Unfortunately, several barriers—including privacy concerns and a lack of data legislation—are likely to stop this kind of information from ever getting to researchers.
Earlier this year, researchers at MIT set out to see if they could reasonably predict how a disease might move through a city by looking at commute routes.
Through a deal with Singapore telecom Singtel, MIT researchers were able to get access to four months’ worth of anonymized cell-phone location data from 2011.
The disease they were tracking was a 2013 outbreak of dengue fever, a virus transmitted via mosquito that manifests in headaches, muscle pain, and vomiting.
The researchers hypothesized that the disease traveled around the city along the same routes as people’s phones did.

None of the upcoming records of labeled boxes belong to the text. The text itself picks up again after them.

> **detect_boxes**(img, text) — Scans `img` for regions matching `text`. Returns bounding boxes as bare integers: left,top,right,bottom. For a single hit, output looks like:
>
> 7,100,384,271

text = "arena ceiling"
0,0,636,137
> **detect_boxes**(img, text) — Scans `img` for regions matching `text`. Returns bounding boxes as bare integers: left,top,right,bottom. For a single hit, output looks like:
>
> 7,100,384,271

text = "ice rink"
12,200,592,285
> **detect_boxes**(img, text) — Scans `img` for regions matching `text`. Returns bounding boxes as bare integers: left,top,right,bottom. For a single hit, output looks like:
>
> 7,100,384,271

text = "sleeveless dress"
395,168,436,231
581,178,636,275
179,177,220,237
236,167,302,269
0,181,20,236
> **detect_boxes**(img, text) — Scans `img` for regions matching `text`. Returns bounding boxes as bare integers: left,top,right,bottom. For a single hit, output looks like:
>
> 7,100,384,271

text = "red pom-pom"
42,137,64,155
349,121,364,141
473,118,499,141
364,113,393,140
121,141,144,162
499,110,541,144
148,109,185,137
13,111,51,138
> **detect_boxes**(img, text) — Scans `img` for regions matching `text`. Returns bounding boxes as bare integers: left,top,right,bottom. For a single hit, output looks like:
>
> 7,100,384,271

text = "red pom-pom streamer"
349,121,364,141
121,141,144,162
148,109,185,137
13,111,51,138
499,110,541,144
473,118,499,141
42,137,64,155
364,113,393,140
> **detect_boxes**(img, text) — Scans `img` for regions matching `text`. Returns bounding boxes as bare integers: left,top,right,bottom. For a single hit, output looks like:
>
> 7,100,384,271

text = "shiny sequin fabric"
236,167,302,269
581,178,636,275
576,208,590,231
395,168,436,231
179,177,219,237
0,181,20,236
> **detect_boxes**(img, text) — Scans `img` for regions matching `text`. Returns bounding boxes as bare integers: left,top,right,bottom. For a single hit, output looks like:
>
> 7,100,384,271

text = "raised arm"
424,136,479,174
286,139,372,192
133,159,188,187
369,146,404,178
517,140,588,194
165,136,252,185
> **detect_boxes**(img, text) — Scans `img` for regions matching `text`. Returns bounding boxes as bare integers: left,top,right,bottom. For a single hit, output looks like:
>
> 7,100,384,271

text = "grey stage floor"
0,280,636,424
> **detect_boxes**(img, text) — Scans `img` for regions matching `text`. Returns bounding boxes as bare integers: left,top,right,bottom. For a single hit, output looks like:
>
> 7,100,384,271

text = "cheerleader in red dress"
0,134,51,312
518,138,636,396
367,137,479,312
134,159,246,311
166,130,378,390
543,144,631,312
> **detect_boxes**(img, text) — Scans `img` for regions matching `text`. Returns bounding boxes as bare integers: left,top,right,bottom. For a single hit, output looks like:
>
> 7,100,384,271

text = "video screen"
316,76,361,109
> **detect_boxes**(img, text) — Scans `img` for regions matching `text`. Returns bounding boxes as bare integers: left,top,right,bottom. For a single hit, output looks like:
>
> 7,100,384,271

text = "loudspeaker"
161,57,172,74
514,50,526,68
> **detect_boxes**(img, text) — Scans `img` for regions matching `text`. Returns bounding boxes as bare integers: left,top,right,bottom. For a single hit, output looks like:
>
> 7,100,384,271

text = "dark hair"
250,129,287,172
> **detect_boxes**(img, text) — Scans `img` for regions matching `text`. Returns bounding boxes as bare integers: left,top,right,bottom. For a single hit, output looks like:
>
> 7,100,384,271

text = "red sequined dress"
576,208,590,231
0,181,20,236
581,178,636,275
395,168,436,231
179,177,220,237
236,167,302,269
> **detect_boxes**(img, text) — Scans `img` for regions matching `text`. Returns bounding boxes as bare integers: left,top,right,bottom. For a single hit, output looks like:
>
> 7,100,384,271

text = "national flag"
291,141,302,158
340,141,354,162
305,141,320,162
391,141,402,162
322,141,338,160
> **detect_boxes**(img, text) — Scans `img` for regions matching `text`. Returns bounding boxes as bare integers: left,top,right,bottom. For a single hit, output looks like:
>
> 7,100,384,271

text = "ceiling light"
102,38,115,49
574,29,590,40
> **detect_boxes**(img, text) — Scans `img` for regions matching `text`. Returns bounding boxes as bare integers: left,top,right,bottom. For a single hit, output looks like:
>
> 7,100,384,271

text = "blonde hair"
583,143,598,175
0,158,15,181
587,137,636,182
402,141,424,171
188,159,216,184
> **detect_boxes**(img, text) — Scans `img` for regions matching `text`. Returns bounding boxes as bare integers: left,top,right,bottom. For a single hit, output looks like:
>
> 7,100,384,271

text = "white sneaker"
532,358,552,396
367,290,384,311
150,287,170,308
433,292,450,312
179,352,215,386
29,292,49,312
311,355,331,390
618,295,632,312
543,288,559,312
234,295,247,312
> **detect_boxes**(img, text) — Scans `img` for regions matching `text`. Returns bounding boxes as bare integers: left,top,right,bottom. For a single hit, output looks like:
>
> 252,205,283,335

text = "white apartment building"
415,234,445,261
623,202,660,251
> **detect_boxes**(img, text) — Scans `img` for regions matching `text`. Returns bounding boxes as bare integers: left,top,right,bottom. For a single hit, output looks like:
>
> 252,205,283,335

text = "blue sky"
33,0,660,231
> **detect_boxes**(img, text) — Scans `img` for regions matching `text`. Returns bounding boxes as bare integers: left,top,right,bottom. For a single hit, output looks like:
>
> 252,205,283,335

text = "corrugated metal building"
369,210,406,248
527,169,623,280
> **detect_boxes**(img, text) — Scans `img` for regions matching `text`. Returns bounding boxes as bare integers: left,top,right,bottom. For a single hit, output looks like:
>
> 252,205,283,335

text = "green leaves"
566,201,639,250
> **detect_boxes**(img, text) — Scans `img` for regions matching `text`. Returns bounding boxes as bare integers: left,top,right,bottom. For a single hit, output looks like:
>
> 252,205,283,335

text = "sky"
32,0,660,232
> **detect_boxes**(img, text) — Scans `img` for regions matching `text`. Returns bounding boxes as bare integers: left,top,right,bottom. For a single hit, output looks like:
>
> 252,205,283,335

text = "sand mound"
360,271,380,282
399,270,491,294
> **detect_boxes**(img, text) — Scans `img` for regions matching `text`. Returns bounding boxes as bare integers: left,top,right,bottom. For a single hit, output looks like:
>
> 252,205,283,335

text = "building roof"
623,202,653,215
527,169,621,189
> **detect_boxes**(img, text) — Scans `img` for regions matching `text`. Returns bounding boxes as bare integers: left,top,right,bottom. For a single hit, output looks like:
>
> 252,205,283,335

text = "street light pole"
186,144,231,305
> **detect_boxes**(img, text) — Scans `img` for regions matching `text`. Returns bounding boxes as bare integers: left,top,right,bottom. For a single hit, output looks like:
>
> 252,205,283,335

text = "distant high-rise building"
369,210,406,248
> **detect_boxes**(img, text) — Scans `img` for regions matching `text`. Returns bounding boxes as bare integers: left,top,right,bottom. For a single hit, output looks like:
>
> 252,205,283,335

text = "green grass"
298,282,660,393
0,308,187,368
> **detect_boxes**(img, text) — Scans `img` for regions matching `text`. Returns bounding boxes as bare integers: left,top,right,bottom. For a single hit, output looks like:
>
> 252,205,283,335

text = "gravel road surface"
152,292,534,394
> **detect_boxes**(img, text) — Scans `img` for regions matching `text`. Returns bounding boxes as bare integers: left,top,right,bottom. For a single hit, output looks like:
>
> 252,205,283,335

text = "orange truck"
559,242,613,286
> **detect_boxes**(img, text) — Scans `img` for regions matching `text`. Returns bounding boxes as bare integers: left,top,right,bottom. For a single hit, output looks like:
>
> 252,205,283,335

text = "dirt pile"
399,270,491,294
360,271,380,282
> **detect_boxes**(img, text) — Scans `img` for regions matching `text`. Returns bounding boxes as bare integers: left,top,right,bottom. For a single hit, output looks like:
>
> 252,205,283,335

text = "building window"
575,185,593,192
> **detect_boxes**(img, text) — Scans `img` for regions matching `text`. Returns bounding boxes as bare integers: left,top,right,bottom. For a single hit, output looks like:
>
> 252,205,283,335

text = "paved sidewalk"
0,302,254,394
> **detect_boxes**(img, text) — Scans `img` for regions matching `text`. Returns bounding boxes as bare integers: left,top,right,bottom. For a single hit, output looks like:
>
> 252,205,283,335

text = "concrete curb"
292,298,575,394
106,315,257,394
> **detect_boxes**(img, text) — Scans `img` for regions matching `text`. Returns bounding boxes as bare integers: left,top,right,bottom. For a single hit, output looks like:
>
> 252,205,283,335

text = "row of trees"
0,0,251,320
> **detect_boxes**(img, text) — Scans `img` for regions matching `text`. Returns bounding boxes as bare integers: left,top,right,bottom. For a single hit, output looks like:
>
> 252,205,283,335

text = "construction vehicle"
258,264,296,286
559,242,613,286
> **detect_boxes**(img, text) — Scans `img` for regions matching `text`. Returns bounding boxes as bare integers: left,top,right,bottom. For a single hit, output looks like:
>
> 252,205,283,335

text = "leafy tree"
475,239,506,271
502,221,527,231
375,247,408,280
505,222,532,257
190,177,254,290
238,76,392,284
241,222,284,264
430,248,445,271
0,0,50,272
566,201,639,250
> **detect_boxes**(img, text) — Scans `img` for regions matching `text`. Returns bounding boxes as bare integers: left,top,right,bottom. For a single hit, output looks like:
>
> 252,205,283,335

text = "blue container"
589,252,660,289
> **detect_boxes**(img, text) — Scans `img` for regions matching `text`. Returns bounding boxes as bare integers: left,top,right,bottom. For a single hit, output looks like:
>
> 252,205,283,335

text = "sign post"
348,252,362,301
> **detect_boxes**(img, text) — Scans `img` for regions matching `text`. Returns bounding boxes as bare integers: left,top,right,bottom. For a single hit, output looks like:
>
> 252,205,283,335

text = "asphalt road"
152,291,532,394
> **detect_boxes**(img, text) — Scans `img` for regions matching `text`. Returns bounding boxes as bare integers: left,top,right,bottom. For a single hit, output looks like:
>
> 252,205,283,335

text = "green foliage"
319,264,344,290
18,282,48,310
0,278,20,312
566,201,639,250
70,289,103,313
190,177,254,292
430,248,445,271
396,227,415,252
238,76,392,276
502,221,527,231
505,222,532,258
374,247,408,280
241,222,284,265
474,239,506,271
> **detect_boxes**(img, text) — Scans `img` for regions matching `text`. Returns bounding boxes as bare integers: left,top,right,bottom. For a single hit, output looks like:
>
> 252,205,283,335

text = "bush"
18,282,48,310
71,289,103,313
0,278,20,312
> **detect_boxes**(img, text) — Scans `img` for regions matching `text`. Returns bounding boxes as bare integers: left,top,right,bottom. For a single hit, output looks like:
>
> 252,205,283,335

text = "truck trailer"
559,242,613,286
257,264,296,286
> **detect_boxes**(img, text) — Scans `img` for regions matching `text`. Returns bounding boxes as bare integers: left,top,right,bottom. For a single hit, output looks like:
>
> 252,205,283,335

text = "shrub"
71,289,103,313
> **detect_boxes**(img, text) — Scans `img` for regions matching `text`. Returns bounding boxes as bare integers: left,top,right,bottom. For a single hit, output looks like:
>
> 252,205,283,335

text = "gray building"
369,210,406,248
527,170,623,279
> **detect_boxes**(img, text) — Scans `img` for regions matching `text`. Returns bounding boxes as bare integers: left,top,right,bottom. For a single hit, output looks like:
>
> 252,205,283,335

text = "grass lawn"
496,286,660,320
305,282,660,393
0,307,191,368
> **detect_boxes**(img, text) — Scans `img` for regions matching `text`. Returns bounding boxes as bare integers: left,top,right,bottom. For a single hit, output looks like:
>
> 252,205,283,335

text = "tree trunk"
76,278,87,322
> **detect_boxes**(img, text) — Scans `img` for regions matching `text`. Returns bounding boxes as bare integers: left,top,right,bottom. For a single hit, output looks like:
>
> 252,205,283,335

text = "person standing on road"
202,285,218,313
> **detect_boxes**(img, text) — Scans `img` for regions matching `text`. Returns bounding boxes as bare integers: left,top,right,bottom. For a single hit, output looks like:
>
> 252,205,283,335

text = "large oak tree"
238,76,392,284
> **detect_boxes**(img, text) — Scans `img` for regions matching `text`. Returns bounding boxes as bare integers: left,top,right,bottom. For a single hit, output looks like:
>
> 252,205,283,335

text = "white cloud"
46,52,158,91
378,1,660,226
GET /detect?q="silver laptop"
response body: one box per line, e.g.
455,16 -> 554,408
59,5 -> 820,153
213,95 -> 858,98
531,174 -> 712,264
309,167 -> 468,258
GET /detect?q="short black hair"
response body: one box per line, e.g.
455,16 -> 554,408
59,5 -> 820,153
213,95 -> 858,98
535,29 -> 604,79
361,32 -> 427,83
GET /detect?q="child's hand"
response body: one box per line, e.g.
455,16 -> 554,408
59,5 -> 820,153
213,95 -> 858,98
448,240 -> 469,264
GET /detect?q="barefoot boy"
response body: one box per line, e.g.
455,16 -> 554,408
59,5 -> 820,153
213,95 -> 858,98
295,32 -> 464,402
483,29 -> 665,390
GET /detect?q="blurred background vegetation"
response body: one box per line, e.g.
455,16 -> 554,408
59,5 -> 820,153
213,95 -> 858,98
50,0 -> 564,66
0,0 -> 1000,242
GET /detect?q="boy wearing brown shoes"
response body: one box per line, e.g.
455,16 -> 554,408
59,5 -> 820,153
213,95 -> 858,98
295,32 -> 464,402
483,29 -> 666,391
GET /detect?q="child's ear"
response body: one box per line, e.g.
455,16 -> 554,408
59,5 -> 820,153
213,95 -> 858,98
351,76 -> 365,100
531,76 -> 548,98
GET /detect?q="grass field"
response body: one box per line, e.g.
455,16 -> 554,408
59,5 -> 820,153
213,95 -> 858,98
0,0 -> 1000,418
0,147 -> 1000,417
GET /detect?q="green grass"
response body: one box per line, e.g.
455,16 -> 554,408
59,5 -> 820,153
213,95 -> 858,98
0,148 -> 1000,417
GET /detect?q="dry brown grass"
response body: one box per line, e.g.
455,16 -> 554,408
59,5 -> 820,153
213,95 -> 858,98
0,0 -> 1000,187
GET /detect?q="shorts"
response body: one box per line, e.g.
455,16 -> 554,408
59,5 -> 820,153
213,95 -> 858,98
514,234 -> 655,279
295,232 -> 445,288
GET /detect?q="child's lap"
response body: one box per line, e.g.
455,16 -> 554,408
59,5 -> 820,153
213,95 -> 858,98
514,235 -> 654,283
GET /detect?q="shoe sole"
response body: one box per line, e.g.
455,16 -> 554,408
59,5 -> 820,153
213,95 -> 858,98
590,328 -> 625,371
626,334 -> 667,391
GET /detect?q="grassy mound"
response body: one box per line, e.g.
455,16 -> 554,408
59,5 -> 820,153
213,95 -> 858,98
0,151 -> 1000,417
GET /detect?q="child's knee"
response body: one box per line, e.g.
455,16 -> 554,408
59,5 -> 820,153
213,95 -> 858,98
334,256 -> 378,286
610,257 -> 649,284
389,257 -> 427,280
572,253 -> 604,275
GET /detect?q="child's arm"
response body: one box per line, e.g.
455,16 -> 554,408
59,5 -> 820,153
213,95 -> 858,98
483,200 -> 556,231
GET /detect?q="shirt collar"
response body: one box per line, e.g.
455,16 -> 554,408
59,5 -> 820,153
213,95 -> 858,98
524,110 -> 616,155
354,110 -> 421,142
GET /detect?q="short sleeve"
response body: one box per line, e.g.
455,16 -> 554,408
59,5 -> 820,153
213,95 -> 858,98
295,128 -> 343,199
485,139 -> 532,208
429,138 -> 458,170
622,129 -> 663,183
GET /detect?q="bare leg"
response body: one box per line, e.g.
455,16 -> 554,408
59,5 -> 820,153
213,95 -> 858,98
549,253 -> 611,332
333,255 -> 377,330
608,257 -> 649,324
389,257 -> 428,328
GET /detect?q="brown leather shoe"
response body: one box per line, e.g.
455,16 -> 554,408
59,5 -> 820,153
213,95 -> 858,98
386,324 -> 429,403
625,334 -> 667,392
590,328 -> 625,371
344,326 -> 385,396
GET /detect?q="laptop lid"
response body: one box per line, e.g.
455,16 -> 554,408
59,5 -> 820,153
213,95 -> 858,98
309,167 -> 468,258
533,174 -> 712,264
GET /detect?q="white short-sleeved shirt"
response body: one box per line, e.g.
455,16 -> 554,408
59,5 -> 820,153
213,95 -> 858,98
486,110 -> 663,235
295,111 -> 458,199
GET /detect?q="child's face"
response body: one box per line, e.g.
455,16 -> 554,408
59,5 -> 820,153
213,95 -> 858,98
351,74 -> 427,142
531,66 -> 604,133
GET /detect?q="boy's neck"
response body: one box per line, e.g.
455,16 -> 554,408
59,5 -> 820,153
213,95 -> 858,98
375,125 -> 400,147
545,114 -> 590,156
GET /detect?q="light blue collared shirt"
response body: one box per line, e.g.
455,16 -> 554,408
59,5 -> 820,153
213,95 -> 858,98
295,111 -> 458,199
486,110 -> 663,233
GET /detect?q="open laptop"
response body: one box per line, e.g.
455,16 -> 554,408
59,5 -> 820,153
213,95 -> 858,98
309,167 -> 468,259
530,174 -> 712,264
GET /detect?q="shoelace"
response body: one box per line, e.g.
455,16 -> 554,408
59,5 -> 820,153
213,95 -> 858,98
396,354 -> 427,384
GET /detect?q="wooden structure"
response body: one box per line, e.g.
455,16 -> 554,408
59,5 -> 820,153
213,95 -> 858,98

When they tested their predictions against census data for 2013 and 2014, which recorded the number of cases over the course of two years, they found the models were accurately estimating the growth trajectory the disease.
The study is remarkable for its ability to examine the pattern of dengue’s spread as it moves inside smaller regions like cities and towns. Typically, researchers study disease at a much broader level—think states and countries. But smartphone data allows researchers and scientists to see more detailed information about the way people interact with their environment and each other.
“This data can be really useful in an emerging situation,” says Emanuele Massaro, a scientist at École polytechnique fédérale de Lausanne in Switzerland and the lead author on the paper. He argues that “scientists, NGOs, and political decision makers” should have access to cell-phone data more broadly, so they can more easily contain disease outbreaks.